How INP Measures the Damage
Google’s Interaction to Next Paint metric, which replaced First Input Delay as a Core Web Vitals signal in March 2024, captures this problem at the user-visible level. INP measures the latency from user input to the next frame being painted, across all interactions during the session, and reports the worst-case value.
A page loaded with 5MB of active third-party JavaScript fails INP for a structural reason: long-running tasks on the main thread mean that when a user taps a navigation link or closes a cookie banner, that input event waits in the event queue behind whatever script evaluation task is currently running. If the browser is mid-way through evaluating a 200ms bidder adapter when the user taps, that tap has 200ms of forced latency before the browser even begins responding.
The INP threshold Google defines as “good” is under 200ms. Pages with heavy third-party JavaScript loads often register 500ms to over 1000ms on real devices, which Chrome’s field data (via CrUX) consistently shows correlates with higher bounce rates.
What Developers Can Actually Change
The root decisions around which third-party vendors to load are above the pay grade of most developers embedded in media organizations. But the execution timing of those scripts is often not.
Script evaluation deferral is the most direct lever. Any analytics or marketing script that does not need to affect initial render can be deferred with requestIdleCallback or loaded after the load event:
if ('requestIdleCallback' in window) {
requestIdleCallback(() => {
const script = document.createElement('script');
script.src = 'https://analytics.vendor.com/tracker.js';
document.head.appendChild(script);
});
}
This removes the script from the critical parse period without changing whether it fires.
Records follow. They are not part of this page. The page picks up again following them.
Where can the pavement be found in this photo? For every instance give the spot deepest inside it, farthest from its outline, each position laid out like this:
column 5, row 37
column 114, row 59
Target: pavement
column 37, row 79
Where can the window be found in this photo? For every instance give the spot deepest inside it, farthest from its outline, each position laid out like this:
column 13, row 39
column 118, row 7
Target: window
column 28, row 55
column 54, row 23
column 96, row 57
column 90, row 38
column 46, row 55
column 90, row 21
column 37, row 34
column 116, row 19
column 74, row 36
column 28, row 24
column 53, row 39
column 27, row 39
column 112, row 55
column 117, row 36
The data collection happens seconds later than it would have, which rarely matters for analytics purposes but makes the first 5 seconds of page load substantially cleaner.
Partytown takes a different approach by proxying third-party script execution into a Web Worker via a synchronous communication layer. Scripts that only need to read and write to global state, without requiring synchronous DOM manipulation, run entirely off the main thread. This is particularly effective for analytics pixels that just need to fire tracking calls.
Performance budgets in CI make regression visible before it ships. Lighthouse CI can fail a build when Total Blocking Time or JavaScript execution time crosses a threshold, which creates an organizational forcing function. A chart showing TBT growing 30ms per sprint becomes a conversation that abstract arguments about third-party scripts usually do not.
The Mobile Gap
Alex Russell has documented extensively that the CPU gap between developer hardware and the median device used to read the web is large and has not closed as fast as JavaScript payload sizes have grown. A 5MB script bundle that parses in 300ms on a MacBook M2 can take 1.2 to 1.5 seconds on a current mid-range Android device. Multiply that by the 15-20 distinct scripts that each require their own parse-and-execute cycle on a heavy news page and the numbers compound quickly.
The 49MB figure from the news audit is a transfer size. The CPU cost is something else entirely: a figure that depends on the device in the user’s hand, the temperature of the chip after 20 minutes of browsing, and how many other tabs are competing for memory. None of that shows up in a WebPageTest report run from a data center. It shows up in Core Web Vitals field data from CrUX, which aggregates measurements from real Chrome users on real hardware.
For news sites with global audiences, a large fraction of that real hardware is not the device in the developer’s desk drawer.